Definire i sintomi che possano far sospettare una malattia rara è praticamente impossibile considerando la loro numerosità, ma alcuni segni sono più comuni di altri: disabilità intellettive, encefalopatie, note dismorfiche, epilessia, difetti congeniti. In assenza di una base genetica identificabile la diagnosi di malattia si basa sulla consulenza di diversi esperti.
Importante la diagnosi, anche senza cure disponibili
“La diagnosi rimane fondamentale sempre, anche quando non si abbiano terapie da offrire ai pazienti. Oggi solo il 4-6% circa delle malattie rare note ha delle terapie specifiche. Rimanere senza diagnosi è frustrante dal punto di vista umano, sia per il paziente che per la sua famiglia. Riuscire a dare un nome a quei sintomi consente di avere una spiegazione, rispondere alle domande del paziente, avere informazioni sull'evoluzione della malattia, ricorrere a terapie di supporto – spiegano gli esperti – e, per le malattie a base genetica, di aver informazioni sul rischio riproduttivo, sia per eventuali fratelli che per la trasmissione ai figli”.

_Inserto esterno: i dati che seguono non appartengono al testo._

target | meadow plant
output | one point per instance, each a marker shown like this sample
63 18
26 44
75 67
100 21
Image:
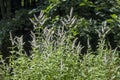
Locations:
55 57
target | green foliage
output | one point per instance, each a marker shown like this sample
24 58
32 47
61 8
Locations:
55 56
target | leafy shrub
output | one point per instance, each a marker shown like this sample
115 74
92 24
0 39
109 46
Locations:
55 56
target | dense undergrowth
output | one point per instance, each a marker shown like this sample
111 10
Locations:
56 54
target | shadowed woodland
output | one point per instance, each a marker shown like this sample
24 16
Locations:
34 32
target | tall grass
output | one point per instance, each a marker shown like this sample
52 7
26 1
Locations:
55 57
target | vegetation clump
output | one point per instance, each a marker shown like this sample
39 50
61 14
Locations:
56 54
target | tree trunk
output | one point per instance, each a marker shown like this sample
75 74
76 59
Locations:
8 8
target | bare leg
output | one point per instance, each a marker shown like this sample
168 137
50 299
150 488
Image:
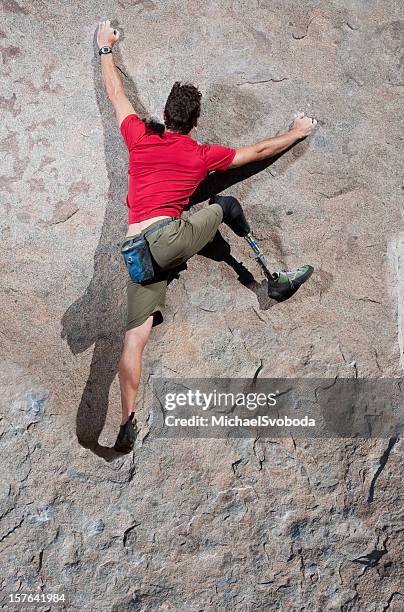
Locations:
130 365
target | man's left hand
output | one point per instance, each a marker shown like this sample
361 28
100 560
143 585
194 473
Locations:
106 36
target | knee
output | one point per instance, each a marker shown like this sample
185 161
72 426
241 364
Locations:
136 339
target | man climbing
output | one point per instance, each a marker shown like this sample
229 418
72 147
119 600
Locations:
164 170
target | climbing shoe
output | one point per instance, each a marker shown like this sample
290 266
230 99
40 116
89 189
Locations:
233 214
127 436
284 284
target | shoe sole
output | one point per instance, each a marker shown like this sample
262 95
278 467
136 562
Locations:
284 293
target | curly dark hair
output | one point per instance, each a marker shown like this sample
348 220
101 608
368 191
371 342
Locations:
182 108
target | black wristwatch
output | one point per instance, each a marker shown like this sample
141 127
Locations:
104 50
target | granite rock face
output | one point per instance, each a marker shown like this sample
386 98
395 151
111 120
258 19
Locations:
246 524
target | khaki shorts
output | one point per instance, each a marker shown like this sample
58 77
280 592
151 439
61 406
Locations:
171 246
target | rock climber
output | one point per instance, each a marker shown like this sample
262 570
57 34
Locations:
164 170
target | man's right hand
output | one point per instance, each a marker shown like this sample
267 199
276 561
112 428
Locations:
106 35
303 125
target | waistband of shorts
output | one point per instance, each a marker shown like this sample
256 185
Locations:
149 227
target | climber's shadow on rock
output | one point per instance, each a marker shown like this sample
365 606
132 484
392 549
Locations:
97 317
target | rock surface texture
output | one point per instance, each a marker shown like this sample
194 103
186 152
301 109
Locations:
198 525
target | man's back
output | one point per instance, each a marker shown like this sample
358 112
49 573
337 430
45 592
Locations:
165 169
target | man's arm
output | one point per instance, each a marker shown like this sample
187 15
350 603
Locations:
301 127
107 37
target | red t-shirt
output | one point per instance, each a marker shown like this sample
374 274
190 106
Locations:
165 170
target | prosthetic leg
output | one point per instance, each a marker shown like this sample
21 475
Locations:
281 285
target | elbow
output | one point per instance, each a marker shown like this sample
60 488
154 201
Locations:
265 153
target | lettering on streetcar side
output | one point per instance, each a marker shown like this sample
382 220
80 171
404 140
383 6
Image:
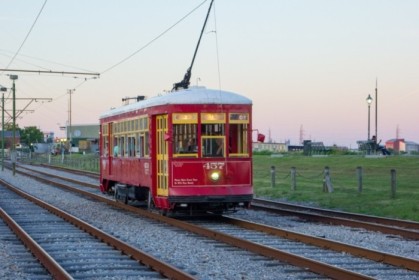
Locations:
214 165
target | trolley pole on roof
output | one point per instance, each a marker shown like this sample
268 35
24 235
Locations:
186 79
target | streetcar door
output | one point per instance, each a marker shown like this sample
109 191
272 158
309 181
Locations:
162 155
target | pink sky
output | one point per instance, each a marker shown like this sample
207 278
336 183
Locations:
308 64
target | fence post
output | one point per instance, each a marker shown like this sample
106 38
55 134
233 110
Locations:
359 176
272 176
327 183
293 178
393 183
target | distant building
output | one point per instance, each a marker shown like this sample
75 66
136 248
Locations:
271 147
411 147
400 145
8 138
397 145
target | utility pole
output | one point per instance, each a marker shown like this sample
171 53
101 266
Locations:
2 89
376 111
13 151
70 92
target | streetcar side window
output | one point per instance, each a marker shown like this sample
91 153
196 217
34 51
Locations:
142 145
185 132
115 147
131 146
105 135
121 144
213 142
239 134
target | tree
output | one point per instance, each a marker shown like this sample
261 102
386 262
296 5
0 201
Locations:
31 134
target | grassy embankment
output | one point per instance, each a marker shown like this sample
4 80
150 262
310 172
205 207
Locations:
375 198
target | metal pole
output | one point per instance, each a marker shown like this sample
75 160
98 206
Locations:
376 111
13 152
369 107
2 129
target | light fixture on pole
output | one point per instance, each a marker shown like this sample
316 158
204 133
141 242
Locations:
2 89
369 101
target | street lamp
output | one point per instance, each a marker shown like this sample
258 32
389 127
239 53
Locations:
13 152
2 89
369 101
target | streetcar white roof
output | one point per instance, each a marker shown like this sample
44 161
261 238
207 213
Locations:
192 95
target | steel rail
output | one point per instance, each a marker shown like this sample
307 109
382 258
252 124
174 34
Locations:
366 218
326 219
299 261
272 206
61 178
54 268
377 256
137 254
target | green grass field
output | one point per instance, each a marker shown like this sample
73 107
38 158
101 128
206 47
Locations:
375 198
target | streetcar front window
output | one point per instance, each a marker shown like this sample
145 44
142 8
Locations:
213 146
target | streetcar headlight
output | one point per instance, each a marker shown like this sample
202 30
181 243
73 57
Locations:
215 176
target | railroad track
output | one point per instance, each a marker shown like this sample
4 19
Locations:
72 249
405 229
329 270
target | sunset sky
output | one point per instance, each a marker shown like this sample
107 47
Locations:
307 65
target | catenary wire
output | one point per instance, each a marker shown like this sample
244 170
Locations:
27 35
153 40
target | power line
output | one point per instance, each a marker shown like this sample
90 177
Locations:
153 40
27 35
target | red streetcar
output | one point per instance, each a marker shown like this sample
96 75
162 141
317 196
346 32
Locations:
188 150
185 151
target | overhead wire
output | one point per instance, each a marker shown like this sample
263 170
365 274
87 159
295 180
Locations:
27 35
154 39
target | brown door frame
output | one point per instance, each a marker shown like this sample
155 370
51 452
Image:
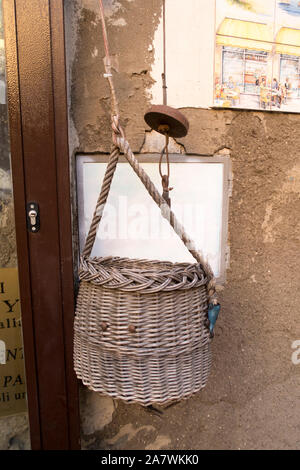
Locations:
37 107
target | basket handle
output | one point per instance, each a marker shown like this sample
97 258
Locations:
121 144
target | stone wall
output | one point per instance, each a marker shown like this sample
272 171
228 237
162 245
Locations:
251 400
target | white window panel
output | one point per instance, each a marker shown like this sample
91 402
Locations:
132 225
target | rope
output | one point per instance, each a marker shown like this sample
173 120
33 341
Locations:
121 144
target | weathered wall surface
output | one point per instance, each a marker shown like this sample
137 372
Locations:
14 433
252 398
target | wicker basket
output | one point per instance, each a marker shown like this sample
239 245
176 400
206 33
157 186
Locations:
140 326
139 329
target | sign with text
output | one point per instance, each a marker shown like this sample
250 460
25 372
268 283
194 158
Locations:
12 372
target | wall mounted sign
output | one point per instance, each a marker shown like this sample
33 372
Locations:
12 372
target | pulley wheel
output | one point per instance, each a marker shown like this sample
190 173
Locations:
162 115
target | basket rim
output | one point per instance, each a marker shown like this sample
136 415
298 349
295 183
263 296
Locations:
143 275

Ma soprattutto avere una diagnosi aiuta a far luce sul meccanismo dietro la patologia, e costituisce il primo passo per lo sviluppo di terapie.
Se è vero che i pazienti, per ciascuna patologia, sono pochi, investire sulle terapie per le malattie rare può avere un ritorno su un gran numero di pazienti. Appare superata l'idea che, dal momento che i pazienti sono rari, anche l'interesse delle case farmaceutiche scarseggia. Al contrario, conclude Dellapiccola, il problema oggi si è piuttosto trasformato: “Oggi il vero nodo da sciogliere è quello della sostenibilità di queste terapie”. Che possono arrivare a costare milioni di dollari.